Schinkel Pavillon, Ausstellungsraum in Unter den Linden, Berlin, Deutschland
Der Schinkel Pavillon ist ein Ausstellungsgebäude mit achteckigem Grundriss und flachem Zeltdach in der Nähe der Museumsinsel in Mitte. Die Konstruktion verbindet klassische und moderne Elemente durch ihre klare geometrische Form und die großflächigen Glaskonstruktionen.
Der Pavillon wurde 1968 vom Architekten Richard Paulick wiederaufgebaut und integrierte dabei eine Bronzetür aus Schinkes ehemaliger Kunstakademie. Die Stätte ersetzt damit einen während des Krieges zerstörten Ort und verbindet historische Materialien mit neuer Architektur.
Der Name verweist auf den Klassizisten Karl Friedrich Schinkel, dessen architektonisches Erbe im Ort lebendig bleibt. Besucher sehen an der Fassade Teile aus der ehemaligen Kunstakademie, die das Gebäude mit seiner künstlerischen Tradition verbindet.

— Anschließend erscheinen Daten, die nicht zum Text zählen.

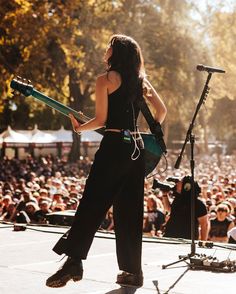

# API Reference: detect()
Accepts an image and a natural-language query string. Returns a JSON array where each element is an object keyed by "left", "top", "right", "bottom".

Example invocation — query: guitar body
[{"left": 10, "top": 78, "right": 163, "bottom": 176}]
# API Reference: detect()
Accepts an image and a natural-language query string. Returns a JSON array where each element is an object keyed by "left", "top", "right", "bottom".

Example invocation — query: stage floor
[{"left": 0, "top": 224, "right": 236, "bottom": 294}]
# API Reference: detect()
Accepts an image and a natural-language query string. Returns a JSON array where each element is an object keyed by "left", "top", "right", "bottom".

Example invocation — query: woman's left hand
[{"left": 69, "top": 113, "right": 81, "bottom": 133}]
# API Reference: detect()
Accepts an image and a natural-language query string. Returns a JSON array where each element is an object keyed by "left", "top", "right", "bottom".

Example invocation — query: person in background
[
  {"left": 208, "top": 203, "right": 234, "bottom": 243},
  {"left": 163, "top": 176, "right": 209, "bottom": 240}
]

Der Ort liegt an der Oberwallstraße in Mitte, neben den großen Museumsgebäuden und dem Schloss, und ist zu Fuß leicht erreichbar. Der Eingang befindet sich an der Nordseite, und der kleine Garten bietet einen ruhigen Platz zum Verweilen.
Ein terrakotta Portal von Schinkes Kunstakademie wurde bei der Rekonstruktion in das Gebäude eingebaut und ist von außen sichtbar. Diese Portalelemente zeigen details, die sonst nirgendwo in Berlin erhalten geblieben sind.